Kurz nach der Befreiung erkrankt er wieder an Flecktyphus, fällt wieder in Koma und kann erst am 18. Juni 1945 nach Belgien zurückkommen. Im 1945/1946 ist er zur Genesung in einem Krankenhaus in der Schweiz, kehrt dann in seiner Heimat zurück und wird bei der Versicherungsgesellschaft, wo er vor seiner Deportation arbeitete, wieder aufgenommen.
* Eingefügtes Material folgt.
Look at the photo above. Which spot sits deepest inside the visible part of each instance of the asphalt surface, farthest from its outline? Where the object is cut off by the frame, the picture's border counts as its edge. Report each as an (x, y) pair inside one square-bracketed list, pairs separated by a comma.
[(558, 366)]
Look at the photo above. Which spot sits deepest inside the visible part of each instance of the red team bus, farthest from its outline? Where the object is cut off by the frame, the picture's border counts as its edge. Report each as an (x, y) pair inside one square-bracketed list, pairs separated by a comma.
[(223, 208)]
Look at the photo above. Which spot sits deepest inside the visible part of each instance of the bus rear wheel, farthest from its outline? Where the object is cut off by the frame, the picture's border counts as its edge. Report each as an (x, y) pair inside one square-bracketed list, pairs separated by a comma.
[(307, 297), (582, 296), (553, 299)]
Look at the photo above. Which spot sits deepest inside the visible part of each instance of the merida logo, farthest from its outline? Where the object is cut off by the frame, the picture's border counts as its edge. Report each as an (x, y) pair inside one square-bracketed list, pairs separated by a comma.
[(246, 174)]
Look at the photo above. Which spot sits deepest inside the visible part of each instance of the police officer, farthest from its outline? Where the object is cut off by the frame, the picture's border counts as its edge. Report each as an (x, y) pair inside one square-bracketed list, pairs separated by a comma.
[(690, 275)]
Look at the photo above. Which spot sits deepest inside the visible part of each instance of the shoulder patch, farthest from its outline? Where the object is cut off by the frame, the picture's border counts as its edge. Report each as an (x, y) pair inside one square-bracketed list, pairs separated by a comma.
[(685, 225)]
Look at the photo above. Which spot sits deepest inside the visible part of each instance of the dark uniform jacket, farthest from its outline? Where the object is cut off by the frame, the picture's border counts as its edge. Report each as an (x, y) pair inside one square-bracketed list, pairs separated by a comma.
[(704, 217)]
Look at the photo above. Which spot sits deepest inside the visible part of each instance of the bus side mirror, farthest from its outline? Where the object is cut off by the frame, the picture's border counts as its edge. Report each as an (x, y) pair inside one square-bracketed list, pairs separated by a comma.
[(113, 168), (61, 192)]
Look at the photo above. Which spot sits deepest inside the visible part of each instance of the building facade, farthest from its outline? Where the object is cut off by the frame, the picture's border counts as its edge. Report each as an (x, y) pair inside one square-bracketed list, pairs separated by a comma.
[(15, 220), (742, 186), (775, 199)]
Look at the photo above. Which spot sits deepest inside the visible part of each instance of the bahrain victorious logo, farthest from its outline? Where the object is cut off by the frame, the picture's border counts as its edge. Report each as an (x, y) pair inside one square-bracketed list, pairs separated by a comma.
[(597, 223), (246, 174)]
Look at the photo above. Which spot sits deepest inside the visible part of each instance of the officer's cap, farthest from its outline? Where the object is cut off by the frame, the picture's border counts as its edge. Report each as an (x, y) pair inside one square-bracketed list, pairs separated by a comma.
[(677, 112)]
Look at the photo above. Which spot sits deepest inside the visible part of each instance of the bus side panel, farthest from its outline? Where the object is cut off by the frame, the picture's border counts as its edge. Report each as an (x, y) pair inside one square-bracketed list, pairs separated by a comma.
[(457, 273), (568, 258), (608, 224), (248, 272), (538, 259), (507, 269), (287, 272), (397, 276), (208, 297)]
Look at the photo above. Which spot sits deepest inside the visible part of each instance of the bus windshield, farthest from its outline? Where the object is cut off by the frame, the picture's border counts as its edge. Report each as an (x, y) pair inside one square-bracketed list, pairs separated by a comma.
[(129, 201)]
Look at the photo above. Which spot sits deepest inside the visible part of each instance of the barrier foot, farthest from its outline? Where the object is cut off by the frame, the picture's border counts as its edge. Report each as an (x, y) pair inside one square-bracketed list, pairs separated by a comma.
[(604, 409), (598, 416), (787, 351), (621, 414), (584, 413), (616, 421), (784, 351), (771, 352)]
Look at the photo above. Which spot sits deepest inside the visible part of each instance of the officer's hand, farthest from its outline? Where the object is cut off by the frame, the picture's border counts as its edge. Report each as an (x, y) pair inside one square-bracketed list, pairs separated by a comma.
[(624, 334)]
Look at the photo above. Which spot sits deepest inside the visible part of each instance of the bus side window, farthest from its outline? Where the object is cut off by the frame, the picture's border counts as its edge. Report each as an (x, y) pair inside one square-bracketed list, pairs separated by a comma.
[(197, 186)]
Beständiger Verteidiger der Demokratie mit einer grenzenlosen Liebe zur Freiheit, treuer Freund, aufgeschlossen, tolerant, er engagierte sich seit dem Anfang im Internationalen Dachau Komitee. Bei der Neugründung des Internationalen Verbindungskomitees der ehemaligen Dachau Häftlinge im November 1955 hat Paul KERSTENNE die Mitgliedskarte Nr. 0063. Im 2013 war er der letzte Überlebende der 15. Gründungsmitglieder unseres Comité International de Dachau (gemeinnütziger Verein, welcher in Brüssel am 20. November 1958 gegründet wurde). Schatzmeister der Fondation Internationale de Dachau (FID) seit derer Schaffung im 1995, wir er derer Präsident am 4. Mai 2002 bis ihrer Auflösung. Schatzmeister und Verwalter des CID seit 1990 tritt er im 2007 aus gesundheitlichen Gründen zurück. Seit Mai 2007 Ehrenschatzmeister lag es ihm am Herzen nach München zu kommen, um an unserer Generalversammlung im April 2012, teilzunehmen. Er ging oft in den Schulen, um die Botschaft der Überlebenden zu übermitteln: „Diese Erinnerung soll die heutigen und die zukünftigen Generationen inspirieren." Anläßlich des 60. Jahrestags der Befreiung des KZ-Lagers Dachau hatte er an dem von Anne Bernou und Fabien Théofilakis organisierten deutsch-französischen Kolloquium „Das Konzentrationslager Dachau: Erlebnis, Erinnerung, Geschichte" teilgenommen und dabei daran erinnert: „Man vergißt zu oft, daß dieses Lager und die anderen, die ihm folgten, nicht die Unterwerfung von Ausländern zum Ziel hatten (die erst nach den Invasionen, nach 1939 dorthin gebracht wurden), sondern die der Bürger Deutschlands, die den Mut hatten, sich gegen das NS-Regime aufzulehnen". Und auf die Frage über die Bedeutung der Zeitzeugenberichte antwortete er unter anderen: „Das ist unsere Hoffnung: daß die Jugend sich bewußt wird, daß ihr kostbarstes Gut die Freiheit ist und daß diese Freiheit ohne Demokratie unerreichbar ist".